I sit as straight as I can, ignoring my screaming muscles.
“I’m not telling you anything else until you tell me some things,” I declare.
My defiance is weakened somewhat by the hoarseness of my voice and the fact that I’m tied hand and foot and sitting on the floor, but hey. You’ve gotta start somewhere.
Once more, I push aside my fear.
“Do you know what happened to me? Why I’m like this?” There. Let him think I know nothing about the weaves, that we’re all completely in the dark about his activities forty years ago.

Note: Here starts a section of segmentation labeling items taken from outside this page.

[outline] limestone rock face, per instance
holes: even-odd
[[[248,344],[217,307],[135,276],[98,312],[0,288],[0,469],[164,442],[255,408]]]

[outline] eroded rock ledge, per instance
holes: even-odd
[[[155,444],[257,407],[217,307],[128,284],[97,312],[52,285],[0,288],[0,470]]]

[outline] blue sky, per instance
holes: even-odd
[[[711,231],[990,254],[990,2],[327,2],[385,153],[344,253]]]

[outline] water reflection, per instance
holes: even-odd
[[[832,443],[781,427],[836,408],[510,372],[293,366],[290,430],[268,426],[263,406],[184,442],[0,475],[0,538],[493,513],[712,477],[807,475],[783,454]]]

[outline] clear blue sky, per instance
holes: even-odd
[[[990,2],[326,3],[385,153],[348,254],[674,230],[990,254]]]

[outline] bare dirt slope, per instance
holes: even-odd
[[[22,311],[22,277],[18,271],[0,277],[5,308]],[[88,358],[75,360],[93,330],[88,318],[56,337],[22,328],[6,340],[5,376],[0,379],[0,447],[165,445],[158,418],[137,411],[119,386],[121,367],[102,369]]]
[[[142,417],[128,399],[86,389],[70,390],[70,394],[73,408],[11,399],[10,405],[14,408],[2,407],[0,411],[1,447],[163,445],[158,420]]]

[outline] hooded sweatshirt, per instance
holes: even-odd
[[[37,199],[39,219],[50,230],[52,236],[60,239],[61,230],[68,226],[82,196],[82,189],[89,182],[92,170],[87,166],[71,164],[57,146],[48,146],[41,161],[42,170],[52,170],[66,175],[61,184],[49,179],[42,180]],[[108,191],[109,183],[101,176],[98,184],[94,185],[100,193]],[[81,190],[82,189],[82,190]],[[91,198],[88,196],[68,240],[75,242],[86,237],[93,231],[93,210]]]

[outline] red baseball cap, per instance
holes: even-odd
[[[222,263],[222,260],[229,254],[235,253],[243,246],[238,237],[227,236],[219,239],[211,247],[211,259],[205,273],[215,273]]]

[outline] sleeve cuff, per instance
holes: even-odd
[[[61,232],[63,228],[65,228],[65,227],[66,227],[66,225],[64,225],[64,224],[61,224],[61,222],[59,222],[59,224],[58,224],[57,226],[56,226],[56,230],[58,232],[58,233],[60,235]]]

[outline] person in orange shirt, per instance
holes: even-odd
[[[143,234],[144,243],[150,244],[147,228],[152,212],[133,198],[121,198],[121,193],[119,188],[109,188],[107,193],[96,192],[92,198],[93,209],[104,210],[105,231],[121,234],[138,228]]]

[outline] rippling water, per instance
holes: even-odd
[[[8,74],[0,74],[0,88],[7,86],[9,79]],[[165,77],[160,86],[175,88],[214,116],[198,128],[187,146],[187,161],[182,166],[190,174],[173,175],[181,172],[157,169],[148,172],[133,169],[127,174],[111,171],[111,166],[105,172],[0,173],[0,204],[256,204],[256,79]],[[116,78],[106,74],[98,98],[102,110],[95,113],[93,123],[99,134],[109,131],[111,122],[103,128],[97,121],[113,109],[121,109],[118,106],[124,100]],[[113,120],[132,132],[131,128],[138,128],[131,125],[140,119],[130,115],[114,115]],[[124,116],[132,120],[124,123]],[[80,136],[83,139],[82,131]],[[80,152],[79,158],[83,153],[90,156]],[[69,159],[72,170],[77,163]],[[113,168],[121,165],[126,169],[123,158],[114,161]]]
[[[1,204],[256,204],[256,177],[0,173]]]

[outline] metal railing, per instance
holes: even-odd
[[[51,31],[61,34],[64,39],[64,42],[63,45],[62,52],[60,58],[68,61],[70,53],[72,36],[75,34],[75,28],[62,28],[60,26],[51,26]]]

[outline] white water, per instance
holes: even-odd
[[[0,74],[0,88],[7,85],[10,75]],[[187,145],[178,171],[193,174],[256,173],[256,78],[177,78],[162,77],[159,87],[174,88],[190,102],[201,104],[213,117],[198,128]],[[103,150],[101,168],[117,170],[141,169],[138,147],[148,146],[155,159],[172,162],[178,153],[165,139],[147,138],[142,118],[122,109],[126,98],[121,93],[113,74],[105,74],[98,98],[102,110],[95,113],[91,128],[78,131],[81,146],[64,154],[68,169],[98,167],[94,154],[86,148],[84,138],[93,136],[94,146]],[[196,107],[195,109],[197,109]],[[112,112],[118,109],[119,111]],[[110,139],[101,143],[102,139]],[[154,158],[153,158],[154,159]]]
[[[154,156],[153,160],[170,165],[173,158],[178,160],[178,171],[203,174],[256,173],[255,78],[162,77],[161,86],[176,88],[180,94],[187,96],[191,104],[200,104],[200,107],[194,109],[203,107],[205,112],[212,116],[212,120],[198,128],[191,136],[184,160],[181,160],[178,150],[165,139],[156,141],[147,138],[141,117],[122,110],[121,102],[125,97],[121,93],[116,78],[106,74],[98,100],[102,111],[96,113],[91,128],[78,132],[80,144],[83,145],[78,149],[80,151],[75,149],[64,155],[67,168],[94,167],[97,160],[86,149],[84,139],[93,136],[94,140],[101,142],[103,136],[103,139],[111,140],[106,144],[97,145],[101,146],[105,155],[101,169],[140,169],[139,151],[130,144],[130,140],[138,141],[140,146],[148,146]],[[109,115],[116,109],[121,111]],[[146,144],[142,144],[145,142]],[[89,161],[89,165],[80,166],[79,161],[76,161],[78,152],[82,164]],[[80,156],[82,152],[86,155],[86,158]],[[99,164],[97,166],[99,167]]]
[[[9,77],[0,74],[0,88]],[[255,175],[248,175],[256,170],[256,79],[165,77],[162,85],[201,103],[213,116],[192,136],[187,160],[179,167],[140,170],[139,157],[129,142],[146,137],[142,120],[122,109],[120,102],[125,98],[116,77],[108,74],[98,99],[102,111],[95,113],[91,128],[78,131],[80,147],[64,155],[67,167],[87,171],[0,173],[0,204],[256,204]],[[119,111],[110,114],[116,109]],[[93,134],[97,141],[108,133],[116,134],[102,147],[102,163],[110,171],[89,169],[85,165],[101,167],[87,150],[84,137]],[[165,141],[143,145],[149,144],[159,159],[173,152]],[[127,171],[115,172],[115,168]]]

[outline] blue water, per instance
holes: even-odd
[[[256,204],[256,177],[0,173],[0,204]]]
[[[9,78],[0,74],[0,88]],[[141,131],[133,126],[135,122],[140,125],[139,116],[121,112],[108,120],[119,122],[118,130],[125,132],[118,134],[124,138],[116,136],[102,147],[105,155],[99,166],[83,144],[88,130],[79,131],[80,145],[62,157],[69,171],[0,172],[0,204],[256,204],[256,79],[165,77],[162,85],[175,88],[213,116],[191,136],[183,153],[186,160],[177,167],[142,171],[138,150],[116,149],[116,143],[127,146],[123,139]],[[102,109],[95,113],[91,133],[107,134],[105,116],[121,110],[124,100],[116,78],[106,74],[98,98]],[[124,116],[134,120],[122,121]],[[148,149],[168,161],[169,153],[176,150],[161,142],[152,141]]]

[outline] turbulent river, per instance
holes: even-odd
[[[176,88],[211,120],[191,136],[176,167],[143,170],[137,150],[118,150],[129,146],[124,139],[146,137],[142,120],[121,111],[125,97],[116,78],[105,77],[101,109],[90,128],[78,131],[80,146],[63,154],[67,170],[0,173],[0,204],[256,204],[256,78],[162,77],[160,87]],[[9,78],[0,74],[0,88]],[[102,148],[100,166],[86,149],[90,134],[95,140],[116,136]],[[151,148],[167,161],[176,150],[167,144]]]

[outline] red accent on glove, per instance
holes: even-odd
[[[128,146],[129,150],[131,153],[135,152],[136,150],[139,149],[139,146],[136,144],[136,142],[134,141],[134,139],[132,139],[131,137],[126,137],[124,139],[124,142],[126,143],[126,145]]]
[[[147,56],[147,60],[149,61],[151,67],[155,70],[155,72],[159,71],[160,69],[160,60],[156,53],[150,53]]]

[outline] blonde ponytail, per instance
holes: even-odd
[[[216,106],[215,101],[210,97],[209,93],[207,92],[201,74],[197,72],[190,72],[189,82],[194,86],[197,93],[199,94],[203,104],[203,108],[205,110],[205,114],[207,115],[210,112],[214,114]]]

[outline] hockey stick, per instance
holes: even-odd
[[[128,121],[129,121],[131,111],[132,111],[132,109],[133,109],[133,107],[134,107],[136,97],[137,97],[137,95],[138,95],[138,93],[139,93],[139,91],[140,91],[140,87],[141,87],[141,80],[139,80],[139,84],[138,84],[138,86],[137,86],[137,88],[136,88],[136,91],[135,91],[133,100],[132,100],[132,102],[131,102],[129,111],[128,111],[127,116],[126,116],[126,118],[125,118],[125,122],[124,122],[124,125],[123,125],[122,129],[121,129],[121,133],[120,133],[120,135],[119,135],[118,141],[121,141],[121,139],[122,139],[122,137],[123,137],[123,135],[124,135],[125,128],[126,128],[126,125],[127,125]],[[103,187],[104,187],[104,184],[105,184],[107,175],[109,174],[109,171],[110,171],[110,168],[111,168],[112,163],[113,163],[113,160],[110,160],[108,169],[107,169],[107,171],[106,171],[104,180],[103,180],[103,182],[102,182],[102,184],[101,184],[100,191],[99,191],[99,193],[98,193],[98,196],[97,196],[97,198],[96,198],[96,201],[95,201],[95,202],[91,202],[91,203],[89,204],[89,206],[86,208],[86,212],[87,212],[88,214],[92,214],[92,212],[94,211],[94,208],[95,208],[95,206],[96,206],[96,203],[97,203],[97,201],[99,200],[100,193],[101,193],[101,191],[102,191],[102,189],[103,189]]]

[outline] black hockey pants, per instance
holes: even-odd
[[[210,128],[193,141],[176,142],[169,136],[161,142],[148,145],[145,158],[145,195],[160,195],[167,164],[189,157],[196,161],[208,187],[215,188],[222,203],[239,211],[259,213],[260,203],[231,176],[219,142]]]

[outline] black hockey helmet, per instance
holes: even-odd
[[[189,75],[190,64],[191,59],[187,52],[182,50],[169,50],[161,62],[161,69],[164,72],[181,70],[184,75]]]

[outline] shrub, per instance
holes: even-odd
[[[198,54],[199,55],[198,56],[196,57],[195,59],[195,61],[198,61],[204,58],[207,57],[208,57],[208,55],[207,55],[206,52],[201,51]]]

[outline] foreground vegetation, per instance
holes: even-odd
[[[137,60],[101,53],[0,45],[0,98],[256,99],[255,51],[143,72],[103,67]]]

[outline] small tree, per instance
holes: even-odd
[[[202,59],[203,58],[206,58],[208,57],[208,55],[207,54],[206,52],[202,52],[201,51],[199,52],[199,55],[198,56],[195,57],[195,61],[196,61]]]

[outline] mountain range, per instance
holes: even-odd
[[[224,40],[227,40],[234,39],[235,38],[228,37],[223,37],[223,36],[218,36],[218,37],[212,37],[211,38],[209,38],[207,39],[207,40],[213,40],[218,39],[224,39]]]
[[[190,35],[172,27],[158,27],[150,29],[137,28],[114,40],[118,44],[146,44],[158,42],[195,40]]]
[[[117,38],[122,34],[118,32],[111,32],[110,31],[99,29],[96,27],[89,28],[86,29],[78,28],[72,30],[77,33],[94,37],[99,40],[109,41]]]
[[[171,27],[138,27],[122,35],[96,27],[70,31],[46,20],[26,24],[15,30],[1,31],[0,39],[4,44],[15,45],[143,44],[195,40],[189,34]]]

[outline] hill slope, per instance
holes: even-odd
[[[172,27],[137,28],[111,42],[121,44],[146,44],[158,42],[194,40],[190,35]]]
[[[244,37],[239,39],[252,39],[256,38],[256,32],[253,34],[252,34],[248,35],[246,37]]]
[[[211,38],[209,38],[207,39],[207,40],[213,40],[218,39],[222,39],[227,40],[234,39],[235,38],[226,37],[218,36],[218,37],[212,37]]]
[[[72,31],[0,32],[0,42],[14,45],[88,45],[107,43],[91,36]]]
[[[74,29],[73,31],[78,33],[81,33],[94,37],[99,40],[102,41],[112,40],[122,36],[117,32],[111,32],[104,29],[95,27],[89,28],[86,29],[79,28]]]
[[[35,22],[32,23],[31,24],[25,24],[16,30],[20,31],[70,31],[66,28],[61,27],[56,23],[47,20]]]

His eyes narrow. “I’m asking the questions. You’re answering them.”
I shut my mouth and set my jaw stubbornly.
For a long moment, he stares at me. Then he turns his head to look at the guards. “Kill her.”
My eyes go wide, and panic explodes in me as the asshole steps forward, drawing a wicked-looking knife from a sheath at his hip. “No!” No . Lily can’t die. “No, leave her alone!”
The asshole doesn’t even hesitate, walking over to Lily and yanking her upward by the hair, bringing the knife toward her throat. She struggles against his grip and the knife nicks her, the welling blood sending me toward a meltdown.
“No! I’ll tell you, leave her alone!” I shout, thrashing around in a desperate attempt to get to her.